TAKALAR — Penantian panjang masyarakat akhirnya mulai menemui titik terang. Setelah diusulkan sejak tahun 2020, rencana pembentukan Desa Tarang Toa sebagai pemekaran dari Desa Barugaya, Kecamatan Polongbangkeng Timur, kini resmi memasuki tahap pembahasan legislatif. Hal ini ditandai dengan penyerahan Rancangan Peraturan Daerah (Ranperda) oleh Bupati Takalar kepada DPRD.
Langkah strategis ini menjadi sinyal kuat komitmen Pemerintah Kabupaten Takalar dalam mempercepat pelayanan publik di wilayah yang selama ini dinilai memiliki aksesibilitas yang cukup sulit.
Bupati Takalar, Ir. Mohammad Firdaus Daeng Manye, menyerahkan Ranperda tentang Pembentukan Desa Persiapan Tarang Toa dalam rapat paripurna DPRD Takalar pada Senin (5/4/2026). Dalam sambutannya, Bupati menegaskan bahwa pemekaran desa harus berlandaskan filosofi pemerintahan yang kokoh dan berorientasi sepenuhnya pada kepentingan rakyat.
“Dalam memimpin Kabupaten Takalar, saya berpegang pada prinsip Kasipaliki, Tamakutaya, dan Ayabba. Ini menjadi dasar dalam menjalankan pemerintahan yang benar-benar berpihak kepada rakyat,” ujar Daeng Manye.
Ia menjelaskan bahwa aspirasi pembentukan Desa Tarang Toa telah menggema sejak tahun 2020. Harapan utama warga adalah agar pelayanan dasar dapat dijangkau dengan lebih dekat, mudah, dan setara dengan desa-desa lainnya. Menurutnya, kehadiran pemerintah harus mampu menjawab kebutuhan riil masyarakat melalui efisiensi birokrasi.
“Kesuksesan pemerintah adalah bagaimana kita bisa memberikan pelayanan terbaik kepada masyarakat. Tidak boleh ada yang lambat. Semua harus bergerak cepat sesuai slogan Pemerintah Kabupaten Takalar, yakni Takalar Cepat,” tegasnya.

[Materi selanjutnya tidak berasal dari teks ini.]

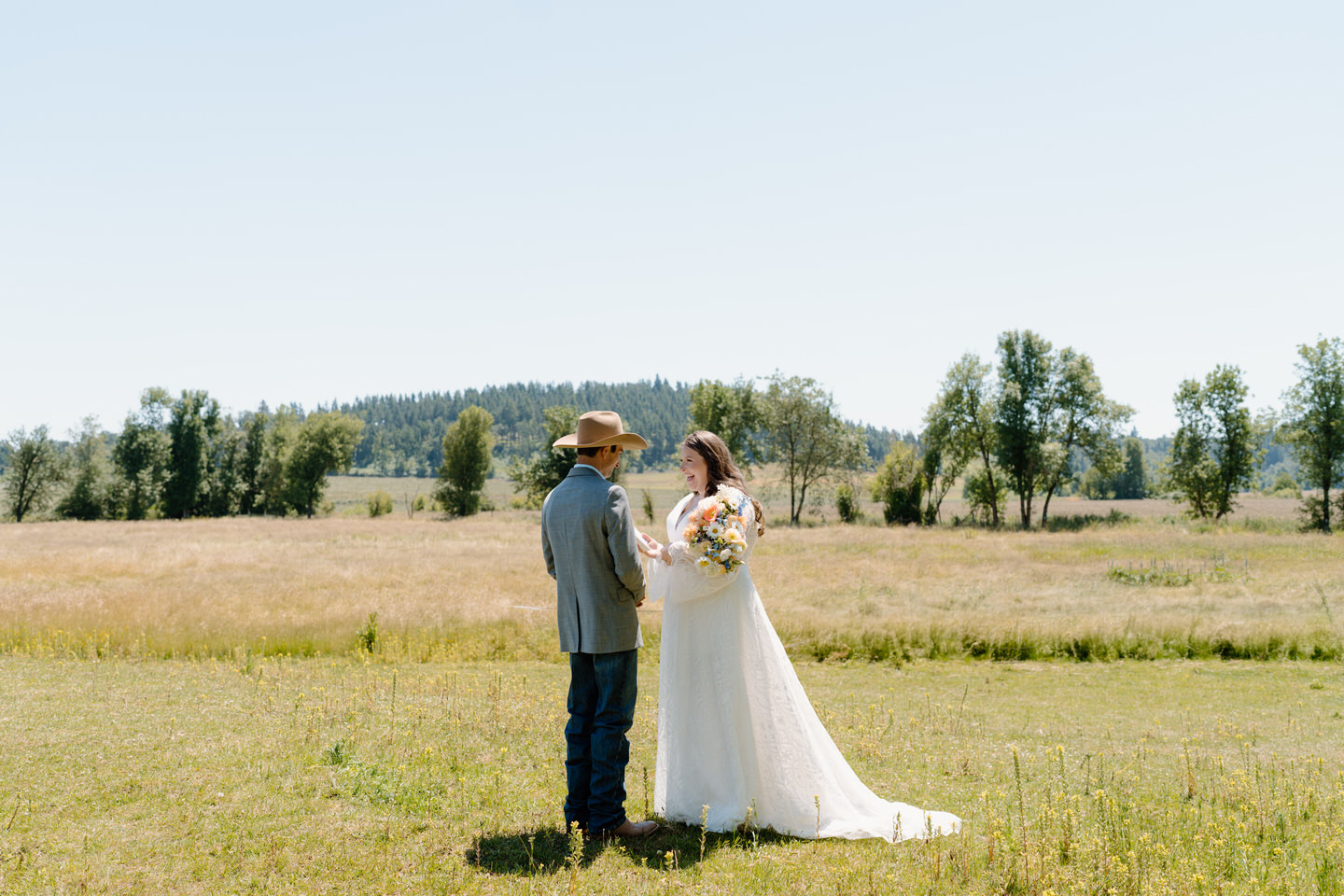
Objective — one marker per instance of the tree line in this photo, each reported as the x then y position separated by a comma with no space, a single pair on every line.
1041,421
1036,425
403,433
1013,436
182,457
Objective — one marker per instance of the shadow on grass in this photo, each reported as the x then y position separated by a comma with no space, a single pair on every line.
544,850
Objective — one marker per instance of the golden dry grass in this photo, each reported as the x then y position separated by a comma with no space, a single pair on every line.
304,586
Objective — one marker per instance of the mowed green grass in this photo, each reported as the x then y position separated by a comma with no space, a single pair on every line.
348,776
161,733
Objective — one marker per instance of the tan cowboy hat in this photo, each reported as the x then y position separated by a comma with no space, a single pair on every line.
598,428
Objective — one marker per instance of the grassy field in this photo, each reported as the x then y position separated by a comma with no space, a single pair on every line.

Bupati mengungkapkan bahwa pemekaran ini dilatarbelakangi oleh berbagai faktor krusial, mulai dari disparitas pembangunan, sulitnya akses pelayanan, pertimbangan jumlah penduduk, hingga kesamaan adat istiadat dan kondisi geografis wilayah. Pembentukan desa baru ini diharapkan menjadi katalisator bagi percepatan pembangunan dan peningkatan kesejahteraan masyarakat setempat.
Di sela rapat, Bupati turut memberikan apresiasi tinggi kepada para tokoh masyarakat yang telah konsisten memperjuangkan pemekaran Desa Tarang Toa dari Desa Barugaya. Keberhasilan ini, menurutnya, mencerminkan sinergi dan kebersamaan yang kuat antara masyarakat dan pemerintah daerah.
Terkait mekanisme kepemimpinan di desa baru tersebut, Bupati menyatakan bahwa penunjukan Penjabat (Pj) atau Pelaksana Tugas (Plt) Kepala Desa nantinya akan dilakukan dengan tetap mengacu pada ketentuan regulasi yang berlaku.